PRAIRIE DU CHIEN, Wis. -- Things are happening, or soon will be, at Hoffman Hall in Prairie du Chien.
Prairie du Chien Mayor Karl Steiner recently told the Prairie du Chien City Council that alumni from Campion Jesuit High School are willing to "take care of Hoffman Hall." It is the only building from the former Catholic residential school that is not now part of a Wisconsin state prison.
Steiner said that Campion alumni will pay for a civil engineer to decide what needs to be done to preserve the hall.
Funds from alumni of Campion and St. Mary's Academy will allow the establishment of a Catholic Education Center, including a Campion Hall of Fame. The Campion archives have been kept at Marquette University in Milwaukee since the high school closed, and many area residents have Campion memorabilia.

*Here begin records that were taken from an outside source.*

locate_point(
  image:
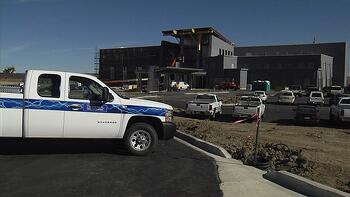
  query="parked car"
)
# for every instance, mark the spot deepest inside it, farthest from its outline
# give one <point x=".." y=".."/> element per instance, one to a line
<point x="316" y="98"/>
<point x="286" y="97"/>
<point x="333" y="90"/>
<point x="334" y="98"/>
<point x="296" y="89"/>
<point x="205" y="104"/>
<point x="262" y="95"/>
<point x="307" y="114"/>
<point x="309" y="89"/>
<point x="179" y="85"/>
<point x="227" y="86"/>
<point x="71" y="105"/>
<point x="341" y="110"/>
<point x="248" y="106"/>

Campion was founded as Campion College of the Sacred Heart in 1880. The college division closed in 1925 and the facility was known as Campion High School. Hoffman Hall was built in 1963. Enrollment reached its peak in the 1964-65 school year, with 598 students.
During the school's run, it helped educate more than 15,000 young men. Campion closed its doors on May 24, 1975. Hoffman Hall was sold on Aug. 15, 1978, to the Wisconsin Synod of the Evangelical Lutheran Church for $2.8 million.
The list of notable Campion graduates includes former Wisconsin governor and ambassador to Mexico Patrick Lucey; Congressman Leo J. Ryan, killed at the Jonestown mass suicide; William McDonough, president of the Federal Reserve Bank of New York; David Doyle, who played Bosley in the hit TV series "Charlie's Angels"; and George Wendt, who played Norm in the TV sitcom "Cheers."